Sally Rooney unable to collect award over Palestine Action arrest threat

. UK edition

‘I wish that I could be there with you’ … Sally Rooney.
‘I wish that I could be there with you’ … Sally Rooney Photograph: PR

The Normal People author can no longer safely enter the UK without potentially facing arrest, according to a statement read out by her publisher at the prize ceremony

Irish author Sally Rooney could not travel to collect a literary prize this week over concerns that she may be arrested if she enters the UK, given her support of banned group Palestine Action.

Rooney won the Sky Arts award for literature for her fourth novel, Intermezzo. At a ceremony on Tuesday, audiences were told that Rooney “couldn’t be here”, before her editor, Faber publisher Alex Bowler, collected the award on her behalf.

Bowler read a statement from Rooney, in which she explained that because of her support for “non-violent anti-war protest” she had been advised that she could “no longer safely enter the UK” without potentially facing arrest.

In August, Rooney said that she intends to use proceeds from her works, which include Normal People and Conversations with Friends, along with BBC adaptations of them, to support Palestine Action, which was proscribed as a terrorist organisation in the UK in July.

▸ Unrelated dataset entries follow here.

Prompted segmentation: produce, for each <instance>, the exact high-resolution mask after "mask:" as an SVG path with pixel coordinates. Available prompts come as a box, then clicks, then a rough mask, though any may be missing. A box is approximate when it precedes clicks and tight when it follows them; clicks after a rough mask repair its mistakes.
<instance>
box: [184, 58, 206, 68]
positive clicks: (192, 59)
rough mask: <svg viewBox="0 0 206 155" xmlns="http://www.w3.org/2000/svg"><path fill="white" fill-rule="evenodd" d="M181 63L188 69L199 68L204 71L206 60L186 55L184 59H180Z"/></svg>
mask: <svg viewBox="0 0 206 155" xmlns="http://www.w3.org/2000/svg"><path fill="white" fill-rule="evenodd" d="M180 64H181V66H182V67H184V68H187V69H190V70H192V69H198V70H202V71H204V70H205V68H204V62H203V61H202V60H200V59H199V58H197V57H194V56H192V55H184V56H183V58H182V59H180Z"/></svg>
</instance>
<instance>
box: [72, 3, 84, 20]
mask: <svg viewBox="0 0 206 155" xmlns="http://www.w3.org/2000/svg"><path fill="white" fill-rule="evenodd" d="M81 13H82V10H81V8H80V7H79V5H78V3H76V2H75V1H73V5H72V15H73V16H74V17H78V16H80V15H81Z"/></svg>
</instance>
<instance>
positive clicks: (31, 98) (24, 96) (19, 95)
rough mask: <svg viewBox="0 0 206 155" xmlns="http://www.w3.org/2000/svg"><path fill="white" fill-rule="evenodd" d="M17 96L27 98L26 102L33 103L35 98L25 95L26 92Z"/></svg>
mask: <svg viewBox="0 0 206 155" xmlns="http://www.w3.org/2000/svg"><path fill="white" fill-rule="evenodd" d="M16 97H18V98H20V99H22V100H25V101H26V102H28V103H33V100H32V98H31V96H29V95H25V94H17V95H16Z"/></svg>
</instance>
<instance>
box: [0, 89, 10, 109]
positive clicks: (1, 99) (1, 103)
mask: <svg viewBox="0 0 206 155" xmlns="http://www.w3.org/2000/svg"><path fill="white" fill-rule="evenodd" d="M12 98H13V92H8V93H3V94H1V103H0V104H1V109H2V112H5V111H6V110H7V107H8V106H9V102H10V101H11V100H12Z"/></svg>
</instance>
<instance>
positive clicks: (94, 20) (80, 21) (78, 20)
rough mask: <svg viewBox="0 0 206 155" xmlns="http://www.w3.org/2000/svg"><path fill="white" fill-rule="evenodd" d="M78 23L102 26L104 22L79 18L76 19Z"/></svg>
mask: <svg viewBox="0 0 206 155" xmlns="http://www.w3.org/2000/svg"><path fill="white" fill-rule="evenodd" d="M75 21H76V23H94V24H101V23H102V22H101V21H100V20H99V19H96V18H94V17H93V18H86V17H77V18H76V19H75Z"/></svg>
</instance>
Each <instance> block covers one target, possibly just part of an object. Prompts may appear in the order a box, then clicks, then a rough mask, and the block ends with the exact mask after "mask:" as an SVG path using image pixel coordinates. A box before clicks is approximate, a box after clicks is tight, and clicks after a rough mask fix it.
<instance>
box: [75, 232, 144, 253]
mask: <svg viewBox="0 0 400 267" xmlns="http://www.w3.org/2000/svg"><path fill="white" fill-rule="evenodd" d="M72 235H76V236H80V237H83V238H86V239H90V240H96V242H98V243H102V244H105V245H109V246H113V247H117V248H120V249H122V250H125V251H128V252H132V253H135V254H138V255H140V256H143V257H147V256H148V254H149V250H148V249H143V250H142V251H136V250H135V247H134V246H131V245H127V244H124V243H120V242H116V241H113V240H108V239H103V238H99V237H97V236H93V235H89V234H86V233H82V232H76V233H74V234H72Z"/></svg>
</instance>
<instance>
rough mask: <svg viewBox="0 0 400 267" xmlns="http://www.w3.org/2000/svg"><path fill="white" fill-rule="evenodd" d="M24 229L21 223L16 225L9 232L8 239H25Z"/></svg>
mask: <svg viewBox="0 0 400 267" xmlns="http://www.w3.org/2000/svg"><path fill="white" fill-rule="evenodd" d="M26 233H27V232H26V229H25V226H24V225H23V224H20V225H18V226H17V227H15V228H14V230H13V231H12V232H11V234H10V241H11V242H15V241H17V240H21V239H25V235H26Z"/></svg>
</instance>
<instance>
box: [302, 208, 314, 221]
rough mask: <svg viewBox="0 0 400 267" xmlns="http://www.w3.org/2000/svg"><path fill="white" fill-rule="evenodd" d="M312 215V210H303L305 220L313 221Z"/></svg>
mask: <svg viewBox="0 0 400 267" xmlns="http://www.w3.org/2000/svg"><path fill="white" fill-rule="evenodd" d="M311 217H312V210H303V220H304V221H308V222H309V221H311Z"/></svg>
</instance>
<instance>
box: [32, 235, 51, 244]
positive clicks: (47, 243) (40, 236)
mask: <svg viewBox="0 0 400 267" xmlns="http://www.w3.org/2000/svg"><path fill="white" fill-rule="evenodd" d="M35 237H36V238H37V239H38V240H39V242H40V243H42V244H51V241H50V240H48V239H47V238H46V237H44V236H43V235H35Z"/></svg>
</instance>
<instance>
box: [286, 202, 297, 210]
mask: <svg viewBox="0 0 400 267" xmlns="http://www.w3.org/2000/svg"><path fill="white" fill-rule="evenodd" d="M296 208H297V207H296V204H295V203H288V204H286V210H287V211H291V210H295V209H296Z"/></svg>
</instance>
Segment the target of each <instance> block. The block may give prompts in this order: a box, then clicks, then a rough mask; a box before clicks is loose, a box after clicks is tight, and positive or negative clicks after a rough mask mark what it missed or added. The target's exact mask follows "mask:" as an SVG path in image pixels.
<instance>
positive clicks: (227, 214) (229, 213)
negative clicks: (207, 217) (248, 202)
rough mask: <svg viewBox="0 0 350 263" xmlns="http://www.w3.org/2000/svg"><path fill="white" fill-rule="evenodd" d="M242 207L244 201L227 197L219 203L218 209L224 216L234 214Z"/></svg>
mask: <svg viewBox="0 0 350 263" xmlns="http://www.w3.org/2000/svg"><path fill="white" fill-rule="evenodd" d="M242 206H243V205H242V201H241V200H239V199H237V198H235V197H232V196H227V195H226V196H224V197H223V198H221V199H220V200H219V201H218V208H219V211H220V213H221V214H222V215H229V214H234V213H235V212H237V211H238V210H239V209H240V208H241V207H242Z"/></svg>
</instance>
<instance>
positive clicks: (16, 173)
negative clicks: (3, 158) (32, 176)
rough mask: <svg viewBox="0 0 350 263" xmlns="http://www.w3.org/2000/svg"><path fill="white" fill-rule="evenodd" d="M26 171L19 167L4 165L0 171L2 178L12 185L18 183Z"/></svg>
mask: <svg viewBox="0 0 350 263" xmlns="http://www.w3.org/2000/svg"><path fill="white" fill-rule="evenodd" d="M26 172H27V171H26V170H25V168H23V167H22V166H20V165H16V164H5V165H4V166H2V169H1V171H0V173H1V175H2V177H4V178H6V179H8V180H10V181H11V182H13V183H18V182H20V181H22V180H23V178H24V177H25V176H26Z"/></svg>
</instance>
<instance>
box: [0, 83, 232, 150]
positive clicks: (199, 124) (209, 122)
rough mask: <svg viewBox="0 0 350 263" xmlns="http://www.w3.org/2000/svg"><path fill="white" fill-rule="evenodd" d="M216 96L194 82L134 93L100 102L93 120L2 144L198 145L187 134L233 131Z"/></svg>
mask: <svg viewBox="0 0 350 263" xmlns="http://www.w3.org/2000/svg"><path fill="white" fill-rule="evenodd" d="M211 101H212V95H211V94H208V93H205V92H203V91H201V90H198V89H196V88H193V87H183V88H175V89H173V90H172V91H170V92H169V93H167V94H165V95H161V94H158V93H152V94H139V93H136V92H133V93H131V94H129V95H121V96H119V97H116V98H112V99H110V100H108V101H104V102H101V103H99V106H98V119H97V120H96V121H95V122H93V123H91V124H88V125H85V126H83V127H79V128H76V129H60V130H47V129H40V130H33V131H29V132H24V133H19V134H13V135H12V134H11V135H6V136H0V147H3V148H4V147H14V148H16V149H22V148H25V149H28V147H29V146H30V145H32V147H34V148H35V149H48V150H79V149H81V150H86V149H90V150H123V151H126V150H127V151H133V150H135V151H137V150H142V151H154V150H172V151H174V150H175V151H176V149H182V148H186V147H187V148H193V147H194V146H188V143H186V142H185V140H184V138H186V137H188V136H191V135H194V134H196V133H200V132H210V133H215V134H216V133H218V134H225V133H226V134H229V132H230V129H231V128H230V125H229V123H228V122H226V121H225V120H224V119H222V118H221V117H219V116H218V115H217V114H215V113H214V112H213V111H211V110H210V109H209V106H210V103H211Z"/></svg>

“I’m so touched and grateful to receive this prize”, began Rooney’s statement on Tuesday, read by Bowler. “I truly loved writing Intermezzo and it means the world to me to think that it has found some small place in the lives of its readers – thank you.”

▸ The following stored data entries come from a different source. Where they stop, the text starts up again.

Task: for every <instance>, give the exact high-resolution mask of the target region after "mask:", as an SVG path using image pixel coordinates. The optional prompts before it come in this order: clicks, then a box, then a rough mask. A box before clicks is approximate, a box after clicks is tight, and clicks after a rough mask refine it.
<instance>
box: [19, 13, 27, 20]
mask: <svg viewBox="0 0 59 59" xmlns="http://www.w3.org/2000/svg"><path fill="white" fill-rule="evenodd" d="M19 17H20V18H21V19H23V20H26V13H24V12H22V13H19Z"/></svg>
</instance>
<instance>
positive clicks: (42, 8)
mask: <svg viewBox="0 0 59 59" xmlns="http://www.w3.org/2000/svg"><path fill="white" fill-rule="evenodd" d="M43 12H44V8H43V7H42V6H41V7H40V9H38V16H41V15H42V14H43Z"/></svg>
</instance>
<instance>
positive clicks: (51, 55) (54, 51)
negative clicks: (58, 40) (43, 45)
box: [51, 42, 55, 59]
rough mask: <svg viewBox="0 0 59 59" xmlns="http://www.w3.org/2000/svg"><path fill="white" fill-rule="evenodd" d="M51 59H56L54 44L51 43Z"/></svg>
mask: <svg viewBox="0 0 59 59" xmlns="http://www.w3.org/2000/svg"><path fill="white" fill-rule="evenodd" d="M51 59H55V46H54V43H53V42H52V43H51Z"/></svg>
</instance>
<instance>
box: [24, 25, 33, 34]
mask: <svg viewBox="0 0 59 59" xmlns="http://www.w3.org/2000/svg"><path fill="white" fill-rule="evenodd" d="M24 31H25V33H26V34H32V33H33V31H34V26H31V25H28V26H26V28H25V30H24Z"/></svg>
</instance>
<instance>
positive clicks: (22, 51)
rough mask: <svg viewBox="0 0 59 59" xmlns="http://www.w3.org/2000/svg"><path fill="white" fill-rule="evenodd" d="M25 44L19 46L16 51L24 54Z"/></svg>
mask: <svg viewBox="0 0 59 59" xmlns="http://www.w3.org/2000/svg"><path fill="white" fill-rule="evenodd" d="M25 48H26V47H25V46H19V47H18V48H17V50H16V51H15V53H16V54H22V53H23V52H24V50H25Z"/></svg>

“I wish that I could be with you this evening to accept the honour in person, but because of my support for non-violent anti-war protest, I’m advised that I can no longer safely enter the UK without potentially facing arrest,” her statement continued. “In that context, I want to thank you all the more warmly for honouring my work tonight, and to reiterate my belief in the dignity and beauty of all human life, and my solidarity with the people of Palestine.”

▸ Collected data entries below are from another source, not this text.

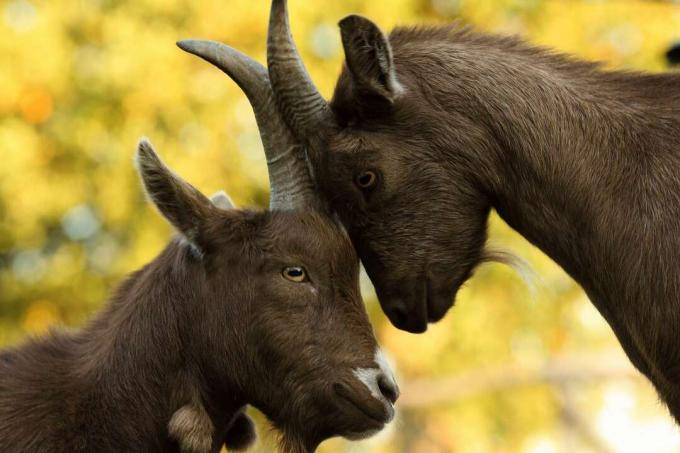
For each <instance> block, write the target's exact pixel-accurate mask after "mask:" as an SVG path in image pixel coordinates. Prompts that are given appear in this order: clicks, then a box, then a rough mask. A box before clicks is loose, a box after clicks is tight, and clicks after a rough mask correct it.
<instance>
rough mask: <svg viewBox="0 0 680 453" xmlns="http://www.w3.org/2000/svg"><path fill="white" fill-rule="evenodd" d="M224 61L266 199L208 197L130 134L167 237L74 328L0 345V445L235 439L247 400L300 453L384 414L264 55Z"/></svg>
mask: <svg viewBox="0 0 680 453" xmlns="http://www.w3.org/2000/svg"><path fill="white" fill-rule="evenodd" d="M227 60H228V61H227ZM222 63H223V64H224V67H225V68H228V70H229V71H230V74H231V75H232V76H233V77H234V78H235V79H236V80H237V81H239V83H240V85H241V87H242V88H243V89H244V91H245V92H246V94H247V95H248V97H249V99H250V101H251V103H252V104H253V107H254V110H255V112H256V116H257V118H258V124H259V126H260V130H261V133H262V138H263V141H264V145H265V151H266V153H267V156H268V167H269V174H270V184H271V187H272V194H271V207H272V210H271V211H264V212H256V211H241V210H236V209H233V207H232V206H231V204H230V202H229V200H228V197H225V196H221V197H218V198H217V200H216V201H215V202H211V201H210V200H209V199H208V198H206V197H205V196H204V195H202V194H201V193H200V192H199V191H197V190H196V189H195V188H193V187H192V186H191V185H189V184H188V183H186V182H184V181H183V180H181V179H180V178H179V177H177V176H175V175H174V174H173V173H172V172H171V171H170V170H169V169H168V168H167V167H166V166H165V165H164V164H163V163H162V162H161V161H160V159H159V158H158V157H157V155H156V154H155V152H154V151H153V149H152V148H151V145H150V144H149V143H148V142H146V141H142V142H141V143H140V146H139V149H138V154H137V163H138V169H139V171H140V174H141V177H142V180H143V182H144V185H145V187H146V190H147V193H148V195H149V198H150V199H151V200H152V201H153V203H154V204H155V205H156V206H157V208H158V210H159V211H160V212H161V213H162V214H163V215H164V216H165V217H166V218H167V219H168V220H169V221H170V223H171V224H172V225H173V226H174V227H175V228H176V229H177V231H178V232H179V238H178V239H176V240H174V241H172V242H171V243H170V245H168V247H167V248H166V249H165V250H164V251H163V252H162V253H161V254H160V256H159V257H157V258H156V259H155V260H154V261H153V262H151V263H150V264H148V265H147V266H145V267H144V268H143V269H141V270H140V271H138V272H136V273H134V274H133V275H132V276H131V277H130V278H129V279H128V280H127V281H126V282H125V283H124V284H123V285H122V286H121V288H120V289H119V290H118V292H117V294H116V296H115V297H114V298H113V299H112V301H111V303H110V304H109V305H108V307H107V308H106V309H105V310H104V311H103V312H102V313H100V314H99V315H98V316H97V317H96V318H95V320H94V321H93V322H91V323H90V324H89V325H88V326H87V327H85V328H84V329H82V330H80V331H77V332H73V333H66V332H59V333H52V334H51V335H49V336H47V337H45V338H40V339H35V340H31V341H29V342H28V343H27V344H25V345H23V346H20V347H17V348H14V349H10V350H5V351H2V352H0V451H3V452H17V453H24V452H26V453H29V452H30V453H33V452H57V453H62V452H63V453H66V452H69V453H71V452H91V451H102V452H133V451H134V452H142V451H167V452H172V451H182V452H197V453H199V452H200V453H203V452H216V451H219V449H220V446H221V445H222V443H223V442H226V444H227V446H228V447H230V448H241V447H246V446H247V445H248V444H249V442H250V441H251V440H252V438H253V434H254V432H253V431H252V424H251V422H250V420H249V419H248V418H247V417H246V416H245V415H244V414H243V408H244V407H245V405H246V404H252V405H253V406H255V407H257V408H259V409H260V410H262V411H263V412H264V413H265V414H266V415H267V417H268V418H269V419H270V420H272V422H273V423H274V425H275V426H277V427H278V428H279V429H280V430H281V432H282V446H283V450H284V451H286V452H306V451H311V450H314V449H315V448H316V446H317V445H318V444H319V443H320V442H321V441H323V440H324V439H326V438H329V437H332V436H337V435H341V436H345V437H348V438H352V439H358V438H363V437H366V436H368V435H370V434H372V433H374V432H376V431H377V430H379V429H381V428H382V427H383V426H384V424H385V423H387V422H389V421H390V420H391V418H392V417H393V415H394V409H393V406H392V405H393V403H394V401H395V400H396V398H397V397H398V388H397V387H396V384H395V382H394V379H393V377H392V374H391V372H390V370H389V367H388V366H387V365H386V364H385V361H384V359H383V358H382V355H381V354H380V351H379V349H378V347H377V344H376V341H375V338H374V336H373V332H372V329H371V326H370V324H369V322H368V318H367V316H366V312H365V309H364V306H363V302H362V300H361V295H360V292H359V286H358V279H359V261H358V258H357V256H356V253H355V252H354V249H353V247H352V245H351V242H350V240H349V238H348V237H347V235H346V233H345V231H344V230H343V228H342V226H340V225H339V224H337V223H336V222H335V221H334V220H332V219H331V218H330V217H328V216H327V215H325V214H323V212H322V211H319V210H317V209H316V208H315V206H317V205H318V202H316V201H315V200H316V197H315V195H314V194H313V193H312V192H310V190H309V189H310V188H311V180H310V177H309V174H308V172H307V169H306V167H305V164H304V160H300V159H299V158H298V157H299V153H298V152H299V151H300V149H299V147H297V146H295V145H294V144H293V139H292V137H291V136H290V133H289V132H288V131H287V130H286V129H285V128H283V127H281V126H282V124H283V123H282V119H281V118H280V116H279V115H278V113H277V112H276V111H275V109H273V100H272V93H271V88H270V85H269V81H268V79H267V77H266V69H264V68H263V67H262V66H261V65H258V64H257V63H255V62H253V61H252V60H250V59H248V58H247V57H245V56H244V55H242V54H238V53H236V52H232V53H230V54H229V55H228V56H227V57H225V58H224V59H223V60H222ZM246 74H247V75H248V77H249V78H252V77H251V76H253V74H255V75H259V76H260V77H256V78H255V79H254V80H246V77H245V76H244V75H246ZM291 144H292V145H291Z"/></svg>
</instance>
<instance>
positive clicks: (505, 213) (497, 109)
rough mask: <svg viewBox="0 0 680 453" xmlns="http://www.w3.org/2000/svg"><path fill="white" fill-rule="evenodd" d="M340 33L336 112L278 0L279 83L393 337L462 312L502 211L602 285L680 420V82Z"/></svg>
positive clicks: (392, 34)
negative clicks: (464, 289) (302, 53)
mask: <svg viewBox="0 0 680 453" xmlns="http://www.w3.org/2000/svg"><path fill="white" fill-rule="evenodd" d="M340 29H341V33H342V42H343V45H344V48H345V56H346V62H345V66H344V68H343V70H342V73H341V75H340V79H339V81H338V84H337V86H336V90H335V94H334V96H333V100H332V101H331V102H330V104H329V103H327V102H326V101H325V100H324V99H323V98H322V97H321V96H320V94H319V93H318V91H317V90H316V88H315V87H314V84H313V83H312V82H311V80H310V79H309V76H308V75H307V73H306V71H305V69H304V65H303V64H302V61H301V60H300V58H299V55H298V54H297V51H296V49H295V45H294V43H293V41H292V37H291V35H290V28H289V24H288V17H287V11H286V1H285V0H274V1H273V4H272V16H271V19H270V30H269V41H268V62H269V73H270V77H271V82H272V86H273V88H274V92H275V95H276V97H277V101H278V105H279V107H280V109H281V111H282V113H283V116H284V117H285V118H286V121H287V123H288V125H289V126H290V128H291V130H292V131H293V132H294V133H295V135H296V136H297V137H298V139H299V140H300V141H301V142H302V143H304V144H305V145H306V146H307V154H308V159H309V161H310V164H311V167H312V168H313V169H314V172H315V176H316V182H317V184H318V186H319V189H320V191H321V193H322V194H323V196H324V198H325V199H326V200H327V202H328V203H330V205H331V206H332V208H333V209H334V210H335V211H336V212H337V213H338V214H339V216H340V218H341V219H342V221H343V222H344V224H345V226H346V227H347V229H348V231H349V234H350V237H351V238H352V241H353V243H354V245H355V247H356V249H357V251H358V253H359V256H360V258H361V259H362V261H363V263H364V265H365V267H366V270H367V272H368V274H369V276H370V278H371V280H372V281H373V283H374V284H375V287H376V290H377V293H378V297H379V299H380V302H381V305H382V307H383V309H384V311H385V313H386V314H387V316H388V317H389V318H390V320H391V321H392V322H393V324H394V325H395V326H397V327H399V328H402V329H405V330H408V331H411V332H423V331H425V330H426V329H427V324H428V322H436V321H438V320H439V319H441V318H442V317H443V316H444V315H445V313H446V312H447V311H448V309H449V308H450V307H451V306H452V304H453V302H454V299H455V295H456V292H457V290H458V288H459V287H460V285H461V284H462V283H463V282H464V281H465V280H466V279H468V278H469V277H470V276H471V274H472V272H473V270H474V268H475V267H476V265H477V264H478V263H480V262H481V261H482V260H483V259H484V257H485V253H484V251H483V248H484V244H485V241H486V224H487V218H488V215H489V212H490V210H491V209H492V208H494V209H496V210H497V211H498V213H499V214H500V216H501V217H502V218H503V219H504V220H505V221H506V222H507V223H508V224H509V225H510V226H511V227H513V228H514V229H516V230H517V231H518V232H519V233H521V234H522V235H523V236H524V237H525V238H527V239H528V240H529V241H531V242H532V243H533V244H535V245H536V246H538V247H539V248H540V249H541V250H543V251H544V252H545V253H546V254H548V255H549V256H550V257H551V258H553V259H554V260H555V261H556V262H557V263H559V264H560V265H561V266H562V267H563V268H564V269H565V270H566V271H567V272H568V273H569V274H570V275H571V276H572V277H573V278H574V279H575V280H576V281H577V282H578V283H579V284H580V285H581V286H582V287H583V288H584V289H585V291H586V292H587V294H588V296H589V297H590V299H591V300H592V301H593V303H594V304H595V306H596V307H597V308H598V310H599V311H600V312H601V313H602V315H603V316H604V317H605V318H606V319H607V321H608V322H609V324H610V326H611V327H612V329H613V330H614V332H615V334H616V335H617V337H618V339H619V341H620V342H621V344H622V346H623V348H624V349H625V351H626V353H627V354H628V356H629V357H630V359H631V361H632V362H633V364H634V365H635V366H636V367H637V368H638V369H639V370H640V371H641V372H642V373H644V374H645V375H646V376H647V377H648V378H649V379H650V380H651V381H652V382H653V383H654V385H655V386H656V388H657V390H658V391H659V394H660V395H661V397H662V399H663V400H664V401H665V402H666V403H667V404H668V406H669V408H670V410H671V413H672V414H673V416H674V417H675V419H676V421H680V75H678V74H654V75H652V74H642V73H634V72H623V71H604V70H602V69H601V68H600V67H599V65H597V64H593V63H586V62H582V61H577V60H575V59H573V58H571V57H568V56H564V55H560V54H556V53H554V52H551V51H548V50H545V49H540V48H535V47H531V46H529V45H527V44H524V43H522V42H521V41H520V40H518V39H514V38H504V37H498V36H492V35H486V34H480V33H475V32H472V31H469V30H467V29H459V28H457V27H434V28H397V29H395V30H394V31H393V32H392V33H391V34H390V36H389V37H386V36H385V35H384V34H383V33H382V32H381V31H380V29H379V28H378V27H377V26H376V25H375V24H373V23H372V22H371V21H369V20H368V19H365V18H362V17H359V16H349V17H347V18H345V19H343V20H342V21H341V22H340Z"/></svg>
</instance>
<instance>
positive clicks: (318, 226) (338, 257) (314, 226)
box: [270, 211, 357, 265]
mask: <svg viewBox="0 0 680 453" xmlns="http://www.w3.org/2000/svg"><path fill="white" fill-rule="evenodd" d="M279 214H280V215H277V218H276V219H274V225H273V227H272V231H271V232H270V233H271V236H272V237H273V238H274V239H276V240H275V241H274V242H275V243H278V244H280V248H281V252H284V253H285V252H290V253H293V254H295V255H298V256H304V257H306V258H308V259H311V260H315V259H318V260H321V261H323V262H326V263H342V264H344V265H347V264H350V263H351V262H353V261H355V260H356V259H357V258H356V254H355V252H354V248H353V247H352V244H351V242H350V240H349V237H348V235H347V233H346V232H345V230H344V228H343V227H342V226H340V225H339V224H338V223H336V222H335V221H334V220H333V219H331V218H329V217H327V216H325V215H323V214H320V213H317V212H313V211H300V212H286V213H279Z"/></svg>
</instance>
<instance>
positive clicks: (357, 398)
mask: <svg viewBox="0 0 680 453" xmlns="http://www.w3.org/2000/svg"><path fill="white" fill-rule="evenodd" d="M333 390H334V391H335V394H336V395H337V396H338V397H339V399H340V402H342V403H344V404H343V406H345V407H348V408H350V409H351V410H352V412H354V413H360V414H361V415H362V418H364V419H365V420H366V421H367V422H369V423H368V425H367V426H365V428H366V429H365V430H364V431H379V430H380V429H382V428H383V427H384V426H385V424H386V423H389V422H390V421H391V420H392V418H394V407H393V406H392V404H391V403H388V402H384V401H379V400H375V401H372V403H373V404H371V402H369V401H367V400H366V399H365V397H362V396H360V395H357V393H356V392H353V391H352V390H351V389H350V388H349V387H348V386H346V385H344V384H333Z"/></svg>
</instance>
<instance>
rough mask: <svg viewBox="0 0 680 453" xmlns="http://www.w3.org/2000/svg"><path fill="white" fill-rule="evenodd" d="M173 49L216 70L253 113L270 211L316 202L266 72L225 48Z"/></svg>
mask: <svg viewBox="0 0 680 453" xmlns="http://www.w3.org/2000/svg"><path fill="white" fill-rule="evenodd" d="M177 46H178V47H179V48H180V49H182V50H185V51H186V52H189V53H191V54H194V55H196V56H198V57H200V58H202V59H204V60H206V61H207V62H209V63H212V64H213V65H215V66H217V67H218V68H219V69H221V70H222V71H223V72H224V73H226V74H227V75H228V76H229V77H231V79H232V80H234V82H236V83H237V84H238V86H239V87H240V88H241V89H242V90H243V92H244V93H245V94H246V96H247V97H248V100H249V101H250V105H251V106H252V107H253V111H254V112H255V119H256V121H257V126H258V128H259V129H260V137H261V138H262V145H263V146H264V152H265V155H266V157H267V169H268V171H269V186H270V199H269V206H270V208H271V209H284V210H285V209H296V208H303V207H305V206H313V205H315V204H316V202H317V195H316V191H315V186H314V183H313V181H312V177H311V174H310V172H309V169H308V166H307V158H306V154H305V151H304V149H303V148H302V145H301V144H300V142H299V141H298V140H297V139H296V138H295V137H294V136H293V134H292V133H291V132H290V130H289V129H288V127H287V125H286V123H285V122H284V120H283V118H282V116H281V114H280V113H279V110H278V109H277V107H276V103H275V100H274V93H273V91H272V87H271V84H270V82H269V75H268V73H267V69H266V68H265V67H264V66H262V65H261V64H260V63H258V62H256V61H255V60H253V59H252V58H250V57H248V56H247V55H244V54H243V53H241V52H239V51H238V50H236V49H233V48H231V47H229V46H227V45H224V44H221V43H218V42H213V41H200V40H193V39H187V40H184V41H179V42H178V43H177Z"/></svg>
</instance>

Last month, the lawyer and writer Sadakat Kadri told the Guardian that “receiving money with the intention of using it to support terrorism is an offence under section 15 of the 2000 act”, meaning Rooney could be “arrested without a warrant as a ‘terrorist’.” He said that she could face prosecution if she were to express her views at, for example, a UK book festival, underscoring the proscription’s “gross disproportionality”.

More than 1,600 people have been arrested in connection with Palestine Action since the ban in early July.